×L'Editorialjustice régions Dossiers Compétences & RH Société Brèves International Brèves internationales Courrier des Lecteurs Les Grandes Signatures Documents Lois à polémiques Docs de L'Economiste prix-de-la-recherche Prix de L'Economiste Perspective 7,7 Milliards by SparkNews Earth Beats Solutions & Co Impact Journalism Day cop22Spécial Cop22 Communication Financière
eleconomiste

Politique

Les politiques à l’épreuve du Covid-19

Par Mohamed CHAOUI | Edition N°:5758 Le 11/05/2020 | Partager
Des partis de la majorité ont tenté d’exploiter le Covid-19 pour des visées électoralistes
L’organisation parlementaire durant la pandémie critiquée
Absence de réactivité des collectivités territoriales
parlment-058.jpg

Le dispositif exceptionnel de fonctionnement mis en place au Parlement en cette période de crise sanitaire est pointée du doigt par des juristes présents au débat. De même, les participants ont énuméré les multiples faiblesses de la part des partis politiques constatées au cours de cette période de confinement (Ph. MAP)

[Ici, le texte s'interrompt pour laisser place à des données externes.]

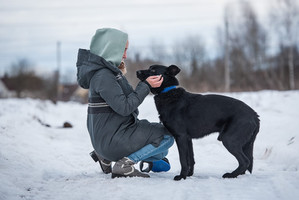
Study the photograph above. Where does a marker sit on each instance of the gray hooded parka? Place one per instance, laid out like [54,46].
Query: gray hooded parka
[119,133]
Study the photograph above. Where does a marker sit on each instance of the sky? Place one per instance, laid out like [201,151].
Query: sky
[30,29]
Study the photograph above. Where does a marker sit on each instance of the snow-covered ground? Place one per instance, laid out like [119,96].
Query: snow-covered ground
[38,162]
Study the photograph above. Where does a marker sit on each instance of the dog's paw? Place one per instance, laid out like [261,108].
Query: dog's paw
[179,177]
[229,175]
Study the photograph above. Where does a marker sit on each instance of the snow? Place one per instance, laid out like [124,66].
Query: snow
[38,162]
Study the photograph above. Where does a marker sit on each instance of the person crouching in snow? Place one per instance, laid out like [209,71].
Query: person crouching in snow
[115,131]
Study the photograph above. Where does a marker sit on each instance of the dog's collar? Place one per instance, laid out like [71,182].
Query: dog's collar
[168,89]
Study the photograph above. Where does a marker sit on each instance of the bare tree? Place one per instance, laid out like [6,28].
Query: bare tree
[248,45]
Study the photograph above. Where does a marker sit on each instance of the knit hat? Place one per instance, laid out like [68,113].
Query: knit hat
[110,44]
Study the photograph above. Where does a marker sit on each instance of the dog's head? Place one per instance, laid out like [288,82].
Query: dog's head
[168,74]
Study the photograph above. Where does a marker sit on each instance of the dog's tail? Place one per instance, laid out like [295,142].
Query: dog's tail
[248,147]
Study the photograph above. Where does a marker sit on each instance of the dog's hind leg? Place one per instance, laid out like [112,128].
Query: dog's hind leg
[191,161]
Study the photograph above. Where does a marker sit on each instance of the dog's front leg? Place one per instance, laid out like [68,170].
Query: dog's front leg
[182,144]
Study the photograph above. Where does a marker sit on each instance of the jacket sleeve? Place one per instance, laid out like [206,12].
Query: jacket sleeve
[108,87]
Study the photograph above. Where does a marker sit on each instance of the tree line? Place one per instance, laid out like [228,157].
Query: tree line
[245,62]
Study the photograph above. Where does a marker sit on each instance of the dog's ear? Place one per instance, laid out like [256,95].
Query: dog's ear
[173,70]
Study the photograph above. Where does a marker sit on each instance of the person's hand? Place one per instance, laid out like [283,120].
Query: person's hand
[155,81]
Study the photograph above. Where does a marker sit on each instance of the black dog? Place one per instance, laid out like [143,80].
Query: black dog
[187,115]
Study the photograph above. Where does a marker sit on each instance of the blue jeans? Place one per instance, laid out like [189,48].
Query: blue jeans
[150,153]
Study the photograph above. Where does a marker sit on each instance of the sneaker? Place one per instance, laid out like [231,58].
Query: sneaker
[156,166]
[105,164]
[125,168]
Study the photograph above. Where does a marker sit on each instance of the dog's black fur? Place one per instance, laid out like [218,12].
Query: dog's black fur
[187,115]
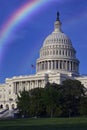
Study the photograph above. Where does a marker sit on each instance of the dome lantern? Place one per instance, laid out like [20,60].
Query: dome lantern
[57,24]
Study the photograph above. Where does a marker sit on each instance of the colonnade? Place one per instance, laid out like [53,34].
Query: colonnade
[57,65]
[27,85]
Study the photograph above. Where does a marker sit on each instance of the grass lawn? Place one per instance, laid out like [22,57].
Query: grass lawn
[44,124]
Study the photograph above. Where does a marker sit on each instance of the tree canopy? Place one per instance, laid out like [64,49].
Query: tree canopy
[68,99]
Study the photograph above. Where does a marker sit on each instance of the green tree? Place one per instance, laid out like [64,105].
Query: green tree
[23,103]
[72,91]
[52,97]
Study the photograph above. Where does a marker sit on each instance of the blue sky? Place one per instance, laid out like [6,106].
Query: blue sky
[26,41]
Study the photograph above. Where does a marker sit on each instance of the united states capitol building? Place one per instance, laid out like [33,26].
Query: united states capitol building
[56,63]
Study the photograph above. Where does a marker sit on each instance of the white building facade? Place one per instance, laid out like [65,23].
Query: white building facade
[56,63]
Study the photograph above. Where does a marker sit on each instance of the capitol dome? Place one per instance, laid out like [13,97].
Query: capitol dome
[57,54]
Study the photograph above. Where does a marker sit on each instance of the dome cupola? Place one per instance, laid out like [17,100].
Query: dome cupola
[57,54]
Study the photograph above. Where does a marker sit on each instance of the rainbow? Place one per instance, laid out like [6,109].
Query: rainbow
[16,19]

Les partis politiques pendant et après la pandémie du Covid-19, tel a été le thème d’une actualité brûlante de la récente table ronde, organisée par visioconférence par le Centre global d’études et de recherches. Outre deux députés, le tour de table comportait des académiciens et des enseignants en science politique et en droit constitutionnel.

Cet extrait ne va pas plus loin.